5

I'm trying to get this key binding to work to pipe the contents of the current pane to a program of my choosing:

bind P command-prompt -I "vim -" \
    "capture-pane -eJ -S - -E -; \
    set-buffer -n PIPE; \
    new-window -n '|%1' 'tmux save-buffer -b PIPE - | %1'; \
    delete-buffer -b PIPE"

-- but it always results in tmux reporting no buffer PIPE. This text is usually shown and overwritten too quickly for me to even notice it; I managed to elicit it by using sleep 10 as the command name to pipe the output to.

I chose to rename the automatically-named buffer created by capture-pane because otherwise the new-window invocation seemed to reset tmux's current/default buffer to whatever I had last copied in copy mode. As far as I can tell, the new buffer should be renamed PIPE.

I have a similar but simpler binding, which outputs the contents to a file instead of a pipe, working perfectly:

bind H command-prompt -I "tmux_#W.txt" \
    "capture-pane -eJ -S - -E -; \
    save-buffer '%%'; \
    delete-buffer"

If I run the commands in it one by one, the program does receive the text of the pane as it would from any other pipe. What am I doing wrong?

1
  • I just realized I was partially wrong about needing to rename the buffer -- that seemed to be the case when I was using run-shell, but now that I'm using new-window it seems to be unnecessary. If I don't rename it and refer to the name PIPE in subsequent commands, things work fine, except that the buffer doesn't get deleted. Commented Jul 5, 2015 at 20:02

1 Answer 1

2

It seems that there is a race between the new-window and the delete-buffer commands: that is, the buffer "PIPE" is deleted before it can be piped into vim or whatever program you want to be executed.

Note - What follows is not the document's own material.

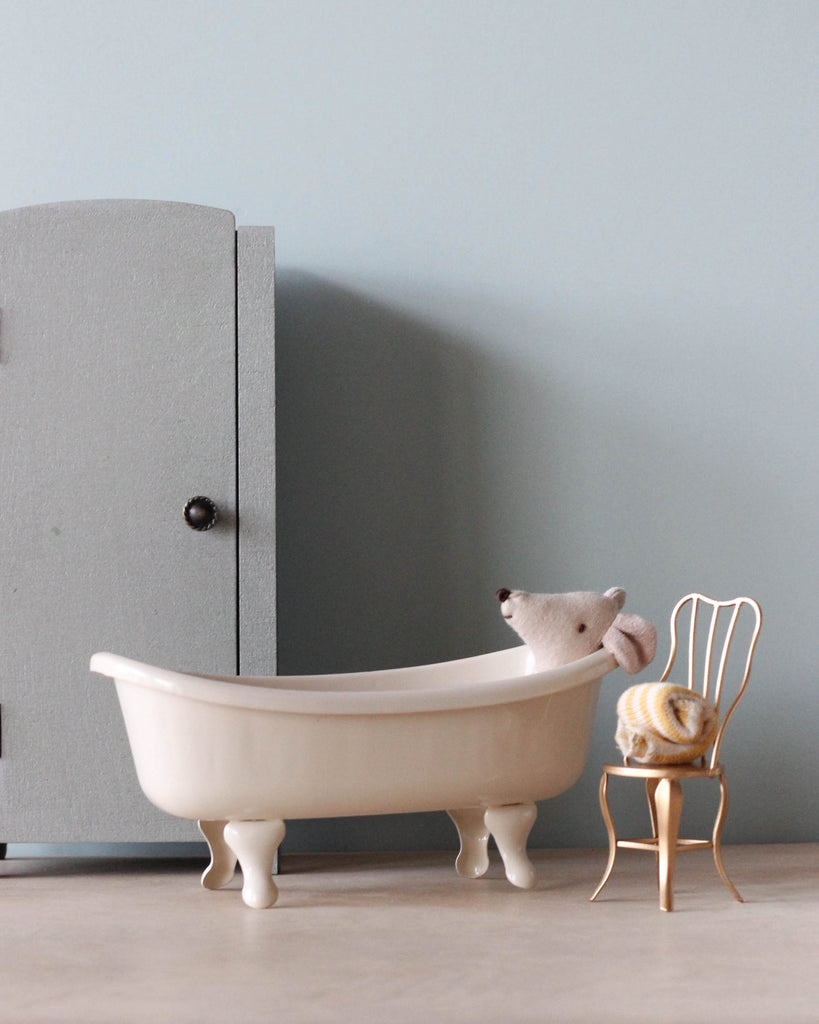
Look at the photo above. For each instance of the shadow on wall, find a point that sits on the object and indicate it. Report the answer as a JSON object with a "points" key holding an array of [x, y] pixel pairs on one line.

The following ugly hack that sleeps a second before calling delete-buffer fixes the problem for me:

bind P command-prompt -I "vim -" \
    "capture-pane -eJ -S - -E -; \
    set-buffer -n PIPE; \
    new-window -n '|%1' 'tmux save-buffer -b PIPE - | %1'; \
    run-sh 'sleep 1 && tmux delete-buffer -b PIPE'"

You must log in to answer this question.

Not the answer you're looking for? Browse other questions tagged .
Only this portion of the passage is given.